Act 2155, Economic Growth, Regulatory Relief and Consumer Protection Act, was passed by the United State House of Representative on May 22, 2018.   This Act modifies provisions of the Dodd Frank Act and other various regulations within the financial industry.  The Act includes, but is not limited to, modifications to the Mortgage Lending Rule.  Below is a summary of the original rule and the modifications that are in effect since the passing of Act 2155:

  • Prior to Act 2155 – all banks were subject to the ability-to-repay requirement.

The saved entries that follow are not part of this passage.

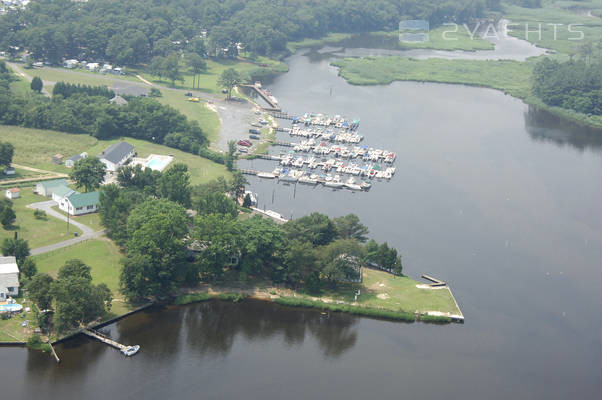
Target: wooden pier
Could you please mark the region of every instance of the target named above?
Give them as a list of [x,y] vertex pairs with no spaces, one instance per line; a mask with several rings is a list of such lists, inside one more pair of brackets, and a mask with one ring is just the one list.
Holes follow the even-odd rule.
[[272,117],[274,118],[278,118],[278,119],[288,119],[288,120],[292,120],[293,116],[289,115],[285,112],[282,111],[272,111],[269,113]]
[[282,140],[276,140],[272,143],[274,146],[284,146],[284,147],[295,147],[297,143],[285,142]]
[[261,97],[266,103],[268,103],[270,105],[270,107],[262,107],[264,110],[272,111],[272,112],[281,112],[282,109],[280,108],[278,103],[275,103],[272,99],[270,99],[270,97],[268,95],[266,95],[259,86],[257,86],[257,85],[242,85],[242,86],[255,90],[255,93],[257,93],[259,95],[259,97]]
[[430,276],[430,275],[423,274],[423,275],[422,275],[422,278],[426,279],[427,281],[431,281],[431,282],[433,282],[433,283],[431,283],[429,286],[436,287],[436,286],[445,286],[445,285],[447,285],[447,284],[446,284],[445,282],[443,282],[442,280],[440,280],[440,279],[437,279],[437,278],[433,278],[433,277],[432,277],[432,276]]
[[258,173],[260,173],[261,171],[257,171],[255,169],[239,169],[241,174],[245,174],[245,175],[257,175]]
[[93,339],[96,340],[100,340],[101,342],[103,342],[104,344],[108,344],[111,347],[116,348],[117,350],[125,350],[130,346],[125,346],[121,343],[117,343],[116,341],[114,341],[113,339],[103,335],[102,333],[98,332],[98,331],[93,331],[92,329],[82,329],[81,331],[84,335],[87,335]]

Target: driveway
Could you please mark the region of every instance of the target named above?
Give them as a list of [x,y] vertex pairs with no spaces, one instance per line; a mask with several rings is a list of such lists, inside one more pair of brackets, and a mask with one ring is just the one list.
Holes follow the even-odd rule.
[[[32,204],[29,204],[27,207],[45,211],[47,215],[50,215],[54,218],[58,218],[60,220],[67,222],[67,217],[65,215],[57,212],[56,210],[54,210],[52,208],[55,206],[57,206],[57,203],[54,200],[48,200],[48,201],[41,201],[39,203],[32,203]],[[49,244],[48,246],[38,247],[37,249],[32,249],[30,251],[31,255],[35,256],[37,254],[48,253],[49,251],[62,249],[63,247],[71,246],[76,243],[83,242],[84,240],[95,239],[95,238],[98,238],[98,237],[101,237],[102,235],[104,235],[104,230],[94,232],[94,229],[92,229],[89,226],[84,225],[80,222],[76,222],[72,218],[69,218],[69,223],[71,225],[79,228],[82,231],[82,234],[78,237],[74,237],[74,238],[65,240],[63,242]]]

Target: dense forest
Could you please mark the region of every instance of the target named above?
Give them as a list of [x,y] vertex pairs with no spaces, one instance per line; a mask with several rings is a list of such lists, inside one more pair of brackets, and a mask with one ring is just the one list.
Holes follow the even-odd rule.
[[602,115],[602,63],[545,58],[534,68],[533,92],[548,105]]
[[111,104],[106,87],[58,82],[52,99],[10,90],[13,76],[0,61],[0,124],[89,134],[98,139],[128,136],[199,154],[208,145],[197,121],[151,98]]
[[235,56],[238,44],[274,55],[290,40],[395,30],[400,18],[465,22],[498,8],[499,0],[36,0],[0,18],[0,49],[125,65],[182,50]]

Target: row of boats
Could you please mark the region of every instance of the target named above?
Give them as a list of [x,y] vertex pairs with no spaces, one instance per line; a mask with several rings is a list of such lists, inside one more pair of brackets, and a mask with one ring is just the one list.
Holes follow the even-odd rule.
[[329,159],[320,161],[315,157],[295,157],[289,155],[280,159],[280,165],[283,167],[296,167],[303,168],[307,166],[310,169],[320,168],[324,172],[331,170],[338,173],[356,175],[356,176],[367,176],[369,178],[385,178],[391,179],[395,174],[395,167],[382,168],[379,164],[364,164],[359,165],[356,163],[346,163],[337,159]]
[[329,145],[326,142],[317,143],[315,139],[303,140],[293,146],[294,151],[314,153],[317,155],[332,155],[342,158],[361,158],[364,161],[385,162],[392,164],[397,155],[389,150],[375,149],[368,146]]
[[334,117],[325,114],[305,113],[300,117],[293,117],[293,124],[334,126],[335,128],[357,129],[360,126],[360,120],[347,120],[340,115]]
[[322,184],[331,188],[346,188],[350,190],[368,190],[372,184],[367,181],[356,182],[355,178],[349,177],[342,180],[338,174],[315,174],[303,170],[291,170],[287,168],[276,168],[273,172],[260,172],[257,174],[259,178],[278,179],[282,182],[299,182],[306,185]]
[[338,143],[359,143],[364,137],[357,132],[349,129],[334,131],[330,128],[310,128],[304,129],[294,126],[285,130],[291,136],[300,136],[304,138],[322,139]]

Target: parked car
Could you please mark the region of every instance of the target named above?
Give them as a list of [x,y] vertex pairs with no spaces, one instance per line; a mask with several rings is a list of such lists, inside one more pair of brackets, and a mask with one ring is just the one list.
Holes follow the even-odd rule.
[[252,133],[254,135],[261,135],[261,132],[259,132],[259,129],[249,129],[249,133]]
[[188,92],[184,96],[192,97],[192,93]]
[[239,140],[238,142],[236,142],[236,144],[238,144],[239,146],[245,146],[245,147],[251,147],[253,145],[248,140]]
[[250,137],[251,139],[255,139],[255,140],[259,140],[259,139],[261,139],[261,138],[260,138],[259,136],[257,136],[257,135],[249,135],[249,137]]
[[248,152],[249,152],[249,150],[248,150],[246,147],[239,147],[239,148],[238,148],[238,151],[239,151],[240,153],[248,153]]

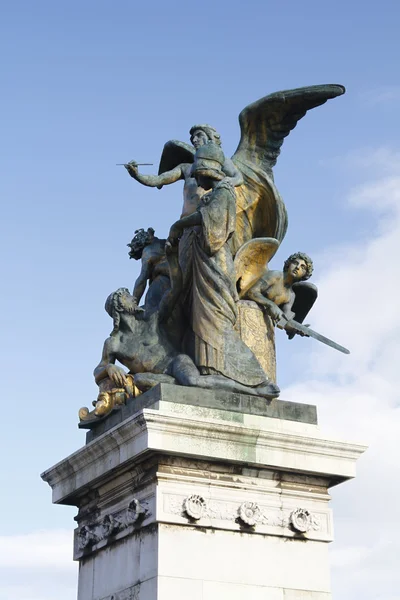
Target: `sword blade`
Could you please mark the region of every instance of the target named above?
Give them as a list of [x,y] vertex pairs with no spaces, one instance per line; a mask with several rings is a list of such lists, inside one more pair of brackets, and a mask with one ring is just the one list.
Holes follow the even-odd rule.
[[317,331],[310,329],[310,327],[306,327],[305,325],[302,325],[301,323],[298,323],[297,321],[293,321],[293,319],[289,319],[288,321],[286,319],[281,319],[277,323],[277,327],[279,327],[279,329],[286,329],[285,325],[290,325],[291,327],[293,327],[293,329],[297,329],[297,331],[304,333],[306,336],[312,337],[315,340],[318,340],[319,342],[322,342],[323,344],[326,344],[327,346],[334,348],[335,350],[339,350],[339,352],[343,352],[343,354],[350,354],[350,350],[348,350],[344,346],[341,346],[340,344],[337,344],[336,342],[334,342],[333,340],[330,340],[329,338],[325,337],[324,335],[321,335]]

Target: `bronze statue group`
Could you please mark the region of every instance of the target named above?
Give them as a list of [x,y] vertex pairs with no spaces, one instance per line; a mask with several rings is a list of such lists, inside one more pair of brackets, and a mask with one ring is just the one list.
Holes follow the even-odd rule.
[[346,351],[302,325],[317,297],[307,281],[309,256],[297,252],[282,271],[268,268],[287,229],[272,172],[280,147],[307,110],[343,93],[339,85],[312,86],[251,104],[240,113],[232,159],[213,127],[195,125],[191,145],[165,144],[158,175],[125,165],[143,185],[183,180],[184,202],[166,240],[139,229],[128,244],[142,267],[132,294],[120,288],[107,299],[113,330],[94,372],[100,390],[126,388],[129,373],[141,392],[168,382],[276,398],[278,386],[235,327],[242,300],[255,302],[289,338],[311,332]]

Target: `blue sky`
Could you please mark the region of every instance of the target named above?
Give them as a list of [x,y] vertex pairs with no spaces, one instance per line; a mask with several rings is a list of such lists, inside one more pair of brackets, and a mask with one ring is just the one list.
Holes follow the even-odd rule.
[[[371,442],[373,428],[359,430],[360,406],[352,398],[359,398],[365,373],[378,369],[376,378],[383,382],[396,374],[389,359],[381,367],[374,354],[380,342],[395,339],[396,315],[384,328],[387,338],[371,319],[376,322],[377,310],[379,319],[392,314],[398,288],[393,272],[386,280],[382,269],[388,268],[389,250],[397,256],[399,251],[393,235],[400,174],[399,17],[394,0],[2,4],[1,442],[9,459],[2,463],[0,557],[3,547],[18,549],[18,543],[44,539],[40,532],[63,540],[72,529],[74,509],[50,504],[39,473],[83,444],[77,411],[97,394],[92,371],[110,330],[104,301],[117,287],[131,288],[138,274],[126,243],[138,227],[153,226],[165,236],[179,216],[180,184],[147,189],[115,163],[136,159],[155,164],[143,172],[156,170],[163,144],[188,141],[196,122],[214,125],[231,155],[239,140],[239,112],[277,90],[320,83],[347,88],[345,96],[306,115],[283,145],[275,181],[288,209],[289,231],[274,266],[297,250],[315,259],[321,287],[315,324],[354,350],[347,363],[338,363],[312,340],[278,339],[282,397],[304,394],[307,401],[312,388],[323,430],[337,419],[339,437]],[[381,254],[378,246],[386,251]],[[343,291],[349,281],[355,286],[351,297]],[[383,285],[392,293],[378,293]],[[378,297],[367,313],[361,290]],[[362,324],[355,328],[360,315]],[[371,327],[375,338],[366,336]],[[368,343],[371,355],[365,358]],[[319,373],[315,364],[322,365]],[[324,408],[321,394],[335,396],[340,389],[344,398],[348,384],[353,396],[339,398],[333,412]],[[374,390],[371,383],[368,393]],[[386,397],[391,393],[395,386]],[[381,415],[374,397],[367,404],[370,425]],[[395,395],[386,408],[382,430],[398,423]],[[345,410],[354,410],[351,428],[349,419],[338,418]],[[359,479],[370,482],[376,476],[386,451],[376,439],[370,452],[376,463],[366,455]],[[358,506],[361,496],[368,496],[358,480],[348,486],[351,493],[339,487],[333,504],[334,547],[345,557],[364,528],[355,519],[352,537],[346,537],[349,528],[340,525],[348,518],[346,506]],[[367,540],[362,544],[366,551]],[[379,554],[382,562],[386,551]],[[53,600],[40,579],[46,553],[35,565],[18,562],[17,555],[16,550],[9,567],[20,574],[18,585],[1,577],[0,600]],[[352,575],[354,562],[337,559],[337,564],[344,564],[333,573],[337,597],[350,600],[362,593],[366,600],[392,600],[390,588],[382,588],[388,574],[379,570],[379,560],[374,560],[375,583],[365,589]],[[73,589],[74,573],[64,573],[62,566],[60,572]]]

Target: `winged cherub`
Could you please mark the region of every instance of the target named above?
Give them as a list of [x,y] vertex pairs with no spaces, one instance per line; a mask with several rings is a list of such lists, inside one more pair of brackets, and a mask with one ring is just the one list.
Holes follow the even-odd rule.
[[[236,191],[236,228],[231,240],[234,254],[252,238],[283,240],[287,213],[272,172],[283,141],[308,110],[344,92],[342,85],[314,85],[270,94],[242,110],[239,145],[223,166]],[[125,165],[130,175],[144,185],[161,187],[183,179],[182,217],[197,209],[204,193],[190,168],[195,150],[207,141],[221,143],[215,129],[208,125],[196,125],[190,132],[193,146],[176,140],[165,144],[158,176],[139,174],[134,162]]]
[[[306,281],[312,272],[311,258],[304,252],[296,252],[285,260],[283,271],[270,271],[267,267],[244,297],[257,302],[274,323],[282,318],[302,323],[318,296],[316,286]],[[289,323],[285,330],[289,338],[298,333]]]
[[234,260],[239,298],[257,302],[289,339],[297,333],[350,354],[344,346],[302,325],[318,296],[316,286],[307,281],[313,263],[304,252],[296,252],[286,259],[283,271],[270,271],[268,263],[278,247],[274,238],[256,238],[240,248]]

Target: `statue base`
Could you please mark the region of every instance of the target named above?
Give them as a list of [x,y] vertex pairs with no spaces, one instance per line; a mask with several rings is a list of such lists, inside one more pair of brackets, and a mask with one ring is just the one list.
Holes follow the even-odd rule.
[[42,475],[79,507],[78,600],[330,599],[328,488],[365,447],[304,404],[167,384],[135,402]]

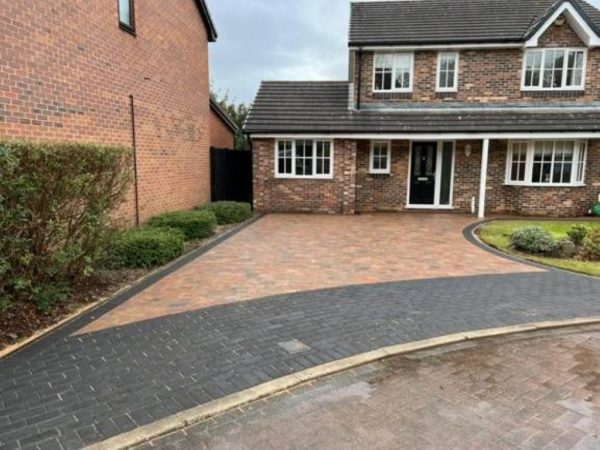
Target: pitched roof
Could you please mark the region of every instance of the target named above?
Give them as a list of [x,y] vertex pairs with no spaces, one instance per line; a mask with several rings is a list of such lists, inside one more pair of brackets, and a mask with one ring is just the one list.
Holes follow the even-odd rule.
[[206,26],[206,31],[208,33],[208,41],[216,42],[219,34],[217,33],[217,28],[215,27],[215,23],[213,22],[212,17],[210,16],[210,11],[208,10],[206,1],[205,0],[195,0],[195,1],[196,1],[196,5],[198,6],[198,10],[200,12],[200,16],[202,17],[202,21],[204,22],[204,25]]
[[262,83],[244,130],[295,133],[480,133],[600,131],[600,104],[582,107],[477,105],[403,107],[395,111],[349,109],[347,82]]
[[240,130],[227,111],[225,111],[212,96],[210,97],[210,109],[219,116],[223,123],[227,125],[233,133],[237,133]]
[[350,45],[523,42],[567,2],[600,32],[600,11],[584,0],[354,1]]

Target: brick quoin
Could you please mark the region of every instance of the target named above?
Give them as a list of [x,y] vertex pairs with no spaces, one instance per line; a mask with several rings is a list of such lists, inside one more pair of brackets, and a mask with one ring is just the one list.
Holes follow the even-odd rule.
[[[540,48],[584,47],[577,34],[565,23],[552,26],[540,39]],[[362,68],[362,103],[398,104],[419,102],[520,103],[592,102],[600,99],[600,49],[588,50],[585,92],[522,92],[522,49],[461,50],[459,87],[456,94],[436,94],[437,52],[415,52],[412,94],[372,92],[373,53],[365,52]],[[358,95],[358,64],[354,74]],[[354,143],[356,151],[346,156]],[[465,148],[471,146],[470,156]],[[275,178],[275,140],[254,139],[255,208],[259,211],[300,211],[328,214],[406,209],[409,179],[408,140],[392,141],[391,173],[369,173],[371,142],[334,141],[333,180]],[[600,195],[600,141],[588,141],[586,184],[582,187],[506,186],[508,141],[492,140],[488,165],[486,212],[529,216],[569,217],[588,213]],[[471,213],[479,202],[482,141],[457,141],[453,207]],[[354,168],[350,167],[354,165]],[[353,208],[352,206],[353,205]]]
[[[0,138],[132,145],[141,220],[210,198],[208,30],[194,0],[0,0]],[[133,223],[130,194],[119,216]]]

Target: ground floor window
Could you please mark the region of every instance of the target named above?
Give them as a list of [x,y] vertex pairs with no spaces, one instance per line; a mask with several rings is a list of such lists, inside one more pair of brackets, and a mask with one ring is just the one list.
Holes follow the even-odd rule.
[[332,142],[278,140],[275,148],[275,175],[278,178],[332,178]]
[[389,174],[391,165],[391,146],[389,142],[372,142],[369,172]]
[[506,183],[578,186],[585,181],[587,142],[515,141],[508,149]]

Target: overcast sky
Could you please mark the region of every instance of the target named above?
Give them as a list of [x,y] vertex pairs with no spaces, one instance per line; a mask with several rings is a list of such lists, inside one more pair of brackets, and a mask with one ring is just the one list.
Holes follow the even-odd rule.
[[207,3],[219,32],[210,45],[217,92],[249,103],[261,80],[346,79],[350,0]]

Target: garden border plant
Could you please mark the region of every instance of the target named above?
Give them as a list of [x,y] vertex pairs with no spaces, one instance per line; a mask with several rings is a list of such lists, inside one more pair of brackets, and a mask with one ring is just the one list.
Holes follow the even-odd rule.
[[0,142],[0,305],[43,312],[93,275],[132,182],[121,146]]

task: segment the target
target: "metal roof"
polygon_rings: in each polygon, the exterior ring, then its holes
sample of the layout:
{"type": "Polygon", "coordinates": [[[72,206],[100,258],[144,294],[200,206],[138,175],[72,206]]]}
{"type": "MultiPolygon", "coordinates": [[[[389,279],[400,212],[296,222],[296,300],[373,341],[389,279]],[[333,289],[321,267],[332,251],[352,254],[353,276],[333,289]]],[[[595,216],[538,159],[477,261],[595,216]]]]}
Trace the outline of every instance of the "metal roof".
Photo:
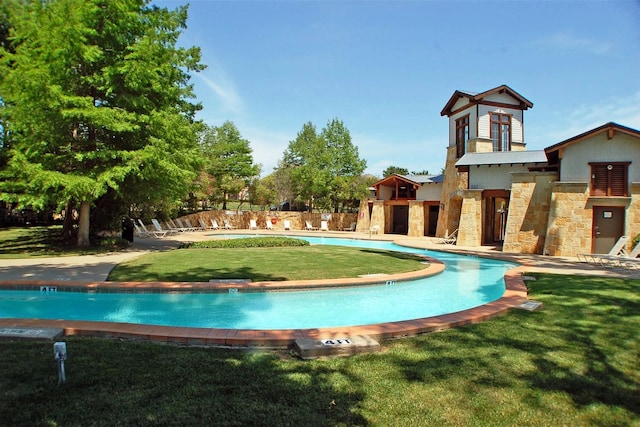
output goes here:
{"type": "Polygon", "coordinates": [[[527,163],[547,163],[547,155],[544,150],[467,153],[456,162],[456,167],[475,165],[515,165],[527,163]]]}
{"type": "Polygon", "coordinates": [[[408,180],[413,181],[418,184],[428,184],[428,183],[440,183],[444,181],[444,175],[400,175],[398,176],[408,180]]]}

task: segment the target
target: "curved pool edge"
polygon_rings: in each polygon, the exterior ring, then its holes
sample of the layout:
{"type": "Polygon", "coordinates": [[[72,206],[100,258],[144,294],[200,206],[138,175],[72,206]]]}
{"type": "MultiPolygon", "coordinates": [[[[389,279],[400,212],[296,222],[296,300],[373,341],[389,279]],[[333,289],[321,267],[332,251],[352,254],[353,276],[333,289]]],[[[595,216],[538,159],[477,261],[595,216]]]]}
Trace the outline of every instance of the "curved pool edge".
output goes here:
{"type": "MultiPolygon", "coordinates": [[[[419,271],[424,272],[431,268],[437,269],[438,265],[444,269],[444,266],[441,263],[432,263],[429,268],[419,271]]],[[[301,338],[338,339],[358,335],[368,335],[374,339],[388,340],[401,337],[411,337],[458,326],[479,323],[506,313],[510,309],[527,300],[528,290],[524,280],[522,279],[522,273],[525,269],[526,267],[524,265],[519,265],[505,273],[505,292],[502,297],[493,302],[440,316],[372,325],[315,329],[253,330],[191,328],[94,321],[5,318],[0,319],[0,327],[60,328],[64,331],[65,336],[92,336],[143,340],[176,345],[219,346],[231,348],[251,347],[282,349],[293,346],[295,340],[301,338]]],[[[441,271],[442,270],[440,270],[440,272],[441,271]]],[[[407,273],[403,273],[402,275],[406,274],[407,273]]],[[[403,280],[402,278],[397,278],[397,276],[402,275],[385,276],[384,280],[403,280]]],[[[376,279],[377,283],[381,280],[380,277],[377,277],[376,279]]],[[[340,279],[340,281],[344,285],[347,280],[340,279]]],[[[15,284],[16,281],[12,282],[15,284]]],[[[51,285],[51,282],[46,283],[51,285]]],[[[73,285],[68,282],[62,283],[73,285]]],[[[75,284],[77,286],[77,282],[75,284]]],[[[1,285],[2,284],[0,283],[0,286],[1,285]]]]}

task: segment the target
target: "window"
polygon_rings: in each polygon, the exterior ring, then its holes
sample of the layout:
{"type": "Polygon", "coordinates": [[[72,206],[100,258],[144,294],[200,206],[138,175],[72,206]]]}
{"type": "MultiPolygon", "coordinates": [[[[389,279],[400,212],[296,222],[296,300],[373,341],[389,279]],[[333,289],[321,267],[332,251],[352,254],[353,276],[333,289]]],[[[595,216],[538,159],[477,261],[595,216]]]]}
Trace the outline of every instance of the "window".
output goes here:
{"type": "Polygon", "coordinates": [[[628,171],[631,162],[589,163],[591,165],[591,195],[627,197],[628,171]]]}
{"type": "Polygon", "coordinates": [[[469,142],[469,116],[456,119],[456,157],[464,156],[469,142]]]}
{"type": "Polygon", "coordinates": [[[511,116],[508,114],[490,113],[490,117],[493,151],[510,151],[511,116]]]}

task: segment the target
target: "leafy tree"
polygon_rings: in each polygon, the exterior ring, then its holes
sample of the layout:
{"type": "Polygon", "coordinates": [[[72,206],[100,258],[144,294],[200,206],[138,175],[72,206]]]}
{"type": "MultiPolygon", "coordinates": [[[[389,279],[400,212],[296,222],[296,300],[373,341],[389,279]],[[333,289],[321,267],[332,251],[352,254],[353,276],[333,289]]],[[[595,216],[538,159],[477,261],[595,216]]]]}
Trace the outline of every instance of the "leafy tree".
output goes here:
{"type": "Polygon", "coordinates": [[[426,169],[424,169],[424,170],[422,170],[420,172],[413,171],[413,172],[411,172],[411,175],[429,175],[429,171],[426,170],[426,169]]]}
{"type": "Polygon", "coordinates": [[[213,197],[222,201],[227,209],[227,199],[249,187],[260,174],[260,167],[253,164],[253,151],[249,141],[227,121],[222,126],[207,127],[202,136],[206,170],[212,177],[213,197]]]}
{"type": "Polygon", "coordinates": [[[0,51],[0,93],[11,134],[2,197],[79,206],[179,199],[199,167],[198,104],[189,72],[197,48],[178,48],[187,8],[145,0],[14,1],[12,49],[0,51]]]}
{"type": "Polygon", "coordinates": [[[397,175],[409,175],[409,169],[401,168],[399,166],[389,166],[385,170],[382,171],[382,177],[386,178],[393,174],[397,175]]]}
{"type": "Polygon", "coordinates": [[[298,186],[298,199],[308,200],[311,209],[316,205],[338,211],[346,201],[366,194],[359,181],[366,161],[338,119],[328,122],[319,135],[311,122],[306,123],[285,150],[283,165],[298,186]]]}
{"type": "Polygon", "coordinates": [[[278,203],[278,192],[275,189],[274,175],[267,175],[262,179],[256,178],[249,186],[249,201],[254,205],[260,205],[263,210],[267,206],[278,203]]]}

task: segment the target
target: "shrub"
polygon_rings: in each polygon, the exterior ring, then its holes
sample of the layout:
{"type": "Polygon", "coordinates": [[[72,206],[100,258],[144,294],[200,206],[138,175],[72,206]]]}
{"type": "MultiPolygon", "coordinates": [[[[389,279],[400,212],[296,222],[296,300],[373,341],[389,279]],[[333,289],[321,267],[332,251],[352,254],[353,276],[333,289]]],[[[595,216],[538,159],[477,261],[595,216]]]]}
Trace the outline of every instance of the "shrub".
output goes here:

    • One way to comply was by originating a Qualified Mortgage (QM), thus, reducing their potential legal liability for residential mortgage lending activity
  • After Act 2155 was passed – Banks with less than $10 billion in assets, which keep loans in their portfolio, are now exempt from the ability to repay requirement.
    • Whether the borrower will be able to repay the loan is added incentive to lenders who keep loans within their portfolio. Thus, encouraging banks under the asset threshold to still provide additional scrutiny during underwriting.

Modification to the Mortgage Lending Rule is one of several modifications that have occurred since the House passed Act 2155.